Step 2: Communicate like a professional
The refund itself matters less than how you talk about it. A short, respectful message in Nepali or English does most of the work:
- Acknowledge the problem and apologize once — don't argue.
- State exactly what you'll do and by when ("refund of Rs. 1,450 to your Khalti within 2 working days").
- Give the refund reference once it's done.
- Keep the whole exchange in writing (Viber, WhatsApp, or your store messages) so there's a record if it's disputed later.
Step 3: Keep records for VAT and PAN
If you're PAN or VAT registered, a refund changes your taxable sales. Issue a credit note against the original invoice rather than just deleting the sale, and keep both the invoice and the refund proof. This keeps your books clean when you file and means a refund never quietly turns into a tax mismatch later.
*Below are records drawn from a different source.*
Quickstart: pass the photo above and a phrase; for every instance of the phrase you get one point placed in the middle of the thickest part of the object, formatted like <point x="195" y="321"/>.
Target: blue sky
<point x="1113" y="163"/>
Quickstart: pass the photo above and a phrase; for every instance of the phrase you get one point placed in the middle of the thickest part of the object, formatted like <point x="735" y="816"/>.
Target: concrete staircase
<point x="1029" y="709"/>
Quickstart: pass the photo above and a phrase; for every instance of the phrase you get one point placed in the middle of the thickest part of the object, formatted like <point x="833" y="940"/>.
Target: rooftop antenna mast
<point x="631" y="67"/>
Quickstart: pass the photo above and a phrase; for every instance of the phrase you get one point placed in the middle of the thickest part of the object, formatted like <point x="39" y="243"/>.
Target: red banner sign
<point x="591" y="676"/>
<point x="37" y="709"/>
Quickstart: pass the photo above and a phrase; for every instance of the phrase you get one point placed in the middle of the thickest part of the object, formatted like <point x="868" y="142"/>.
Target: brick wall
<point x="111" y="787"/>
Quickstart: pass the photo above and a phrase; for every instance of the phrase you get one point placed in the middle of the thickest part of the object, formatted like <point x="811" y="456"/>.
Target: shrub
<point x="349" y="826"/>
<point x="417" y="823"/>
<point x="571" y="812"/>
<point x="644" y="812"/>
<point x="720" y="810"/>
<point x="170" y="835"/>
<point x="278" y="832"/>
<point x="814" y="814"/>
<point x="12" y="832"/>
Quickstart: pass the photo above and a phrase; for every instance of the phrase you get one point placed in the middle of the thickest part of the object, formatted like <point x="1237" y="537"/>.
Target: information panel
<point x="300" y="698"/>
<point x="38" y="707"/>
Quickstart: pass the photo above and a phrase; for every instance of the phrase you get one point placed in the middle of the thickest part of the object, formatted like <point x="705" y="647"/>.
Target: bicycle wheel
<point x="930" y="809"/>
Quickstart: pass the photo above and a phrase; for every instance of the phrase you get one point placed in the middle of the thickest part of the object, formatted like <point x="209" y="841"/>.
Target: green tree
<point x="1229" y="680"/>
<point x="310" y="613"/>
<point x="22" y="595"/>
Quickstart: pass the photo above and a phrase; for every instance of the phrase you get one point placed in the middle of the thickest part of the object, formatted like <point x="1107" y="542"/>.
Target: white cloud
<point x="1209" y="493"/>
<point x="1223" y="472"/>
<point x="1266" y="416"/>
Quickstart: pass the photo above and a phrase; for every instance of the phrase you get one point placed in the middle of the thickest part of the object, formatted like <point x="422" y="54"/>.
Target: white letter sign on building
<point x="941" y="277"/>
A simple refund policy template for your Nepali store
Publish a short policy on your store and product pages. Customers who can read the rules before buying dispute far less. Adapt this:
- Return window: Returns accepted within 3 days of delivery for unused items in original packaging (mention any non-returnable categories such as innerwear, cosmetics, or sale items).
- How to request: Message us your order number and reason with a photo of the item.
- Refund method: Refunds go back to your original payment method — eSewa, Khalti, or bank. COD orders are refunded to your eSewa/Khalti wallet or as store credit.
- Timeline: Refunds processed within 2–3 working days after we receive the returned item or confirm the issue.
- Delivery charges: Delivery fees are non-refundable unless the fault is ours (wrong or damaged item), in which case we cover return delivery too.
- Double payments: Accidental duplicate payments are refunded in full within 2 working days of verification.
Keep it visible, keep it honest, and never promise a timeline you can't hit during the festival rush.
Where Saauzi fits
Because Saauzi connects your online store, POS, eSewa/Khalti payments, and delivery in one place, every order carries its payment reference and status with it — so when a refund request comes in, you can find the exact transaction, issue a partial or full refund, and keep a clean record for your PAN/VAT books without switching between apps and SMS.
Your takeaway
Do three things this week: write a 6-line refund policy and put it on your store, save every transaction ID with its order, and prepare a polite refund message template you can paste in seconds. With those in place, a dispute becomes a 5-minute task instead of a lost customer — and you'll be ready when Dashain traffic arrives.